Hacker News new | ask | show | jobs
by burntsushi 659 days ago
I'm not aware of one. Any tool that tells you disk space has to actually crawl the directory tree to report it. But that is precisely the thing we want to parallelize.

The only other option I can think of is to dynamically adjust. Maybe after a certain amount of work has completed, spin up more threads. But I'm not sure it's worth doing.

1 comments

Looking at inode metadata—specifically the number of links for directory nodes—might iteratively provide a one-step-ahead view of what's left to crawl, allowing for preemptive thread adjustments during recursion.

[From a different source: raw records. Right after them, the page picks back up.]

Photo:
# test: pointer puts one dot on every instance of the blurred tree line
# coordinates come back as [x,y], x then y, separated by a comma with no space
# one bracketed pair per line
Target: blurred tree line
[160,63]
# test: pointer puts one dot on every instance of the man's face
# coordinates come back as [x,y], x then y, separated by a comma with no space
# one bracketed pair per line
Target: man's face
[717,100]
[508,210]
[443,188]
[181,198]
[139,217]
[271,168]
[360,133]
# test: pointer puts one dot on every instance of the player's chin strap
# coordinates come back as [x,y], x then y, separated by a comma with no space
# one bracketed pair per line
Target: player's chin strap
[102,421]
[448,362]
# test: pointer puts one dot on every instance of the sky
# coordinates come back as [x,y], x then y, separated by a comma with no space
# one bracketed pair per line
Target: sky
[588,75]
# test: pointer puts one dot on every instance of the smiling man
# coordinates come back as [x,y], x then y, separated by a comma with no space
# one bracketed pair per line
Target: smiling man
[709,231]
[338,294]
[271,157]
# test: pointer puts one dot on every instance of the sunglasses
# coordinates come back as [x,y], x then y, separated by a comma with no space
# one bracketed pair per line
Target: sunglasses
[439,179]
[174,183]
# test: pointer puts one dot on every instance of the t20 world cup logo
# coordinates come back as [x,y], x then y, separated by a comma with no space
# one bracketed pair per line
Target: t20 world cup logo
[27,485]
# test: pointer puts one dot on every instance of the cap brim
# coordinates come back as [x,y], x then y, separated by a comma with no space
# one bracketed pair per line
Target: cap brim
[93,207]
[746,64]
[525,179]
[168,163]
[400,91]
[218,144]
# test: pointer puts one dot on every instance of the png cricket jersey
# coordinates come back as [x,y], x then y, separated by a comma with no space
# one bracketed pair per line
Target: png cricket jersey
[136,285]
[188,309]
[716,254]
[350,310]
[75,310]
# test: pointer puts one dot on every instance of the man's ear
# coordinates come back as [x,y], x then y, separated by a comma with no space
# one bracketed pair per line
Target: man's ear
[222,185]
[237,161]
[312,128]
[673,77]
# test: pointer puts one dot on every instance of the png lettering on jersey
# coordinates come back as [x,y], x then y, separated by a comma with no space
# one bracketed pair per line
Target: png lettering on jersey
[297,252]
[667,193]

e.g. looking at the Links: 101 metadata on the `curl` codebase for src:

  $ stat -x src
  
    File: "src"
    Size: 3232         FileType: Directory
    Mode: (0755/drwxr-xr-x)         Uid: (  501/    alex)  Gid: (   20/   staff)
  Device: 1,22   Inode: 5857579    Links: 101
  Access: Tue Aug 27 22:21:23 2024
  Modify: Tue Aug 27 22:21:19 2024
  Change: Tue Aug 27 22:21:19 2024
   Birth: Tue Aug 27 22:21:19 2024
But then that still involves dynamically adjusting and might be kind of overkill for a relatively uncertain benefit...